Recall that $c_1, c_2, c_3$ is the original message sent while $c_4$ and $c_5$ are the extra characters to account for error

#### Error Correction via Berlekamp-Welch Algorithm:
- **Received Data**: Bob receives $n+2k$ packets, among which up to $k$ might be erroneous.
- **Algorithm Task**: Construct two polynomials, $Q(x)$ and the error-locator polynomial $E(x)$, such that:
  $$
  Q(x) = P(x)E(x)
  $$
  where $E(x)$ has roots at the error positions and degree $k$.

  * In this case, $Q(x) = a_3 x^3 + a_2 x^2 + a_1 x + a_0$, where each of the coefficients $a_i$ are unknown
  * Bob also doesn't know that $r_1$ is the actual corrupted position of the message
  * Since $k$ is $1$, the degree of $E(x)$ is also $1$. Thus, $x -e_1 = x + b_0$ or $-e_1 = b_0$

He then sets up the system of equations by substituting $i=1$ to $5$ into $Q(i) = r_i E(i)$, and simplifies to determine the coefficients of $E(x)$:


\begin{aligned}
a_3 + a_2 + a_1 + a_0 + 5b_0 &= 2 \\
a_3 + 4a_2 + 2a_1 + a_0 &= 0 \\
6a_3 + 2a_2 + 3a_1 + a_0 + b_0 &= 4 \\
a_3 + 2a_2 + 4a_1 + a_0 &= 0 \\
6a_3 + 4a_2 + 5a_1 + a_0 + 4b_0 &= 1 
\end{aligned}

*Note that we are always doing our calculatons in (modulo 7) for this example

Solving this system, Bob finds that the coefficients are $a_3 = 1, a_2 = 0, a_1 = 0, a_0 = 6,$ and $b_0 = 6$. 

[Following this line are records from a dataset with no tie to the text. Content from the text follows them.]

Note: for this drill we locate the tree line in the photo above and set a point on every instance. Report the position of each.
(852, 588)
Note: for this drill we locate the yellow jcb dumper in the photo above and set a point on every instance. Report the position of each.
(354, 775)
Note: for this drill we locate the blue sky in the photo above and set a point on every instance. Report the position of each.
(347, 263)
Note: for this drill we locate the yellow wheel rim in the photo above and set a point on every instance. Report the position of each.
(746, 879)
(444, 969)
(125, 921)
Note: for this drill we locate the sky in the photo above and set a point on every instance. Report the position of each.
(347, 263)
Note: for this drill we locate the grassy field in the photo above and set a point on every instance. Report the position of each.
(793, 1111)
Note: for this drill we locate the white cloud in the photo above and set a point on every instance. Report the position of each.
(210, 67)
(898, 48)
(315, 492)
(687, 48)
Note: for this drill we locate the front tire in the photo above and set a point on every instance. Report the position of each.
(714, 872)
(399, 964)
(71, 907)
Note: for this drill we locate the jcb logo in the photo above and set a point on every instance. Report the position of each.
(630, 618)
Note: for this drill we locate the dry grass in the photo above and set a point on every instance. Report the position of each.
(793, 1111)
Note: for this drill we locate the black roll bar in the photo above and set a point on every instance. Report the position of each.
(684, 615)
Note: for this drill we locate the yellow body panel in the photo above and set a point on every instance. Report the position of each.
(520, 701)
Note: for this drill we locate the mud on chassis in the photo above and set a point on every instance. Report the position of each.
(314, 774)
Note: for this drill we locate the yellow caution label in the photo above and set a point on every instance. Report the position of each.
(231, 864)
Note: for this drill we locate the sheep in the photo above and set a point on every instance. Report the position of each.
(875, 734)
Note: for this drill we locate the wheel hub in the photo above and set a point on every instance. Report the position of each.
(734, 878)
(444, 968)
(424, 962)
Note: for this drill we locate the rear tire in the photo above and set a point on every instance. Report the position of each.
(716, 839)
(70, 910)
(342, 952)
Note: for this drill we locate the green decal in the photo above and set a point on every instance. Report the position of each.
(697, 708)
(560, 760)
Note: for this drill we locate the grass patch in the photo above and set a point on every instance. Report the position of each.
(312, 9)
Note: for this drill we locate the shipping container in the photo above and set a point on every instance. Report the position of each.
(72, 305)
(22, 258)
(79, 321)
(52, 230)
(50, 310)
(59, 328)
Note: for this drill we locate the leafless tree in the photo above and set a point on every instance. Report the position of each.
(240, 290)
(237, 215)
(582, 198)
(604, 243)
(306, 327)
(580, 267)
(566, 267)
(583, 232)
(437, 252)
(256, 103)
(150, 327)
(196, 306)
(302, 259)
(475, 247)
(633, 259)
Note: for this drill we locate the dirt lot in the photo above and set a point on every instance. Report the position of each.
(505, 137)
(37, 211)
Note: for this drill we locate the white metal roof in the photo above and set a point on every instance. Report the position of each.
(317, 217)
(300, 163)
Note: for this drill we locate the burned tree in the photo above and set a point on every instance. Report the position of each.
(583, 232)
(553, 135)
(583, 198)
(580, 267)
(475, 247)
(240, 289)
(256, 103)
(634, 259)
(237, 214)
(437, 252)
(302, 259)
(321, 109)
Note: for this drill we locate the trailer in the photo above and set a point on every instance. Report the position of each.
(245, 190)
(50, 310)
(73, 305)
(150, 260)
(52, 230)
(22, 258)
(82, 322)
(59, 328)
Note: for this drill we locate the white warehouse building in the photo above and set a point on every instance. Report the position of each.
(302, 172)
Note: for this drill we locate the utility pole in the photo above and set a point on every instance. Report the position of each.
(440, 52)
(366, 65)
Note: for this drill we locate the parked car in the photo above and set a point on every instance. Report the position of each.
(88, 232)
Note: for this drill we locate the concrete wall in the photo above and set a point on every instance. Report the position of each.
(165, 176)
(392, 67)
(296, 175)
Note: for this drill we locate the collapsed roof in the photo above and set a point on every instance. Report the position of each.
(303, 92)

The polynomial $E(x) = x + 6 = x - 1$ indicates that the error is at $x=1$ (the first character) and the error value was $6$.
  * $6$ is equivalent to $-1$ in mod $7$, and we also want the error equation to be in $x -e_1$ form to directly see the position of the error

 To retrieve the original message, Bob calculates $P(x) = Q(x) / E(x) = \frac{x^3 + 6}{x - 1} = x^2 + x + 1 \pmod 7$
 * Bob notices the first character was corrupted ($e_1 = 1$) so now he computes $P(1) = 3$ and retrieves the original message at that point.